Exhibition of the week
Emil Nolde
This superb exhibition is a lurid blast of colour and raw imagination shadowed by the nightmares of 20th-century history.
• Scottish National Gallery of Modern Art (Modern Two), Edinburgh, until 21 October.
Also showing
Free the Pussy!
Yoko Ono, Hayley Newman and Judy Chicago are among the artists gathered to praise Pussy Riot by curator Tamsyn Challenger.
• Summerhall, Edinburgh, until 23 September.
John Keane
Savage political art by a painter with a punk spirit whose targets include Tony Blair, Vladimir Putin and Stalin.
• Summerhall, Edinburgh, until 23 September.
Jacob’s Ladder
An inspiring look at how contemporary artists including Cornelia Parker and Katie Paterson translate astronomy into art.
• Ingleby Gallery, Edinburgh, until 20 October.
The Great Spectacle
Last chance to see a historical survey of (nearly) 250 years of the Royal Academy’s summer show, from Thomas Gainsborough to Tracey Emin.

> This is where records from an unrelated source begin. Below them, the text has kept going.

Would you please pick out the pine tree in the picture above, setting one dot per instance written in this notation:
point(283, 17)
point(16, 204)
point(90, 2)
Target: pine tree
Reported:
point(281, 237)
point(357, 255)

• Royal Academy, London, until 19 August.
Masterpiece of the week
This sensual nude was painted about 40 years after Botticelli’s Birth of Venus, and the difference between the two shows how rapidly art was revolutionised in the Renaissance. Botticelli’s Venus is a chaste goddess. Titian’s Venus is a woman, painted from life. She looks more like she’s in the bath than the sea. Her salty toilette is created with unabashed pleasure by an artist for whom painting was a sexual act.
• Scottish National Gallery, Edinburgh.
Image of the week
“I wanted to focus on Grace’s masculinity – to use what other people thought an embarrassment, and turn it around to her advantage. I wanted to create – with her, of course – a new character. It went beyond just a haircut, it was an attitude. It was new and strong and ambiguous. You didn’t know if it was a man trying to be a girl or a girl trying to be a man. It was a revolution. I remember the A&R guys at Island saying, ‘Are you fucking crazy? This is never going to work.’ And of course it did.” Artist Jean-Paul Goude remembers the co-creation of Grace Jones’s One Man Show.
What we learned
The Royal Photographic Society wants to reward a ‘hundred heroines’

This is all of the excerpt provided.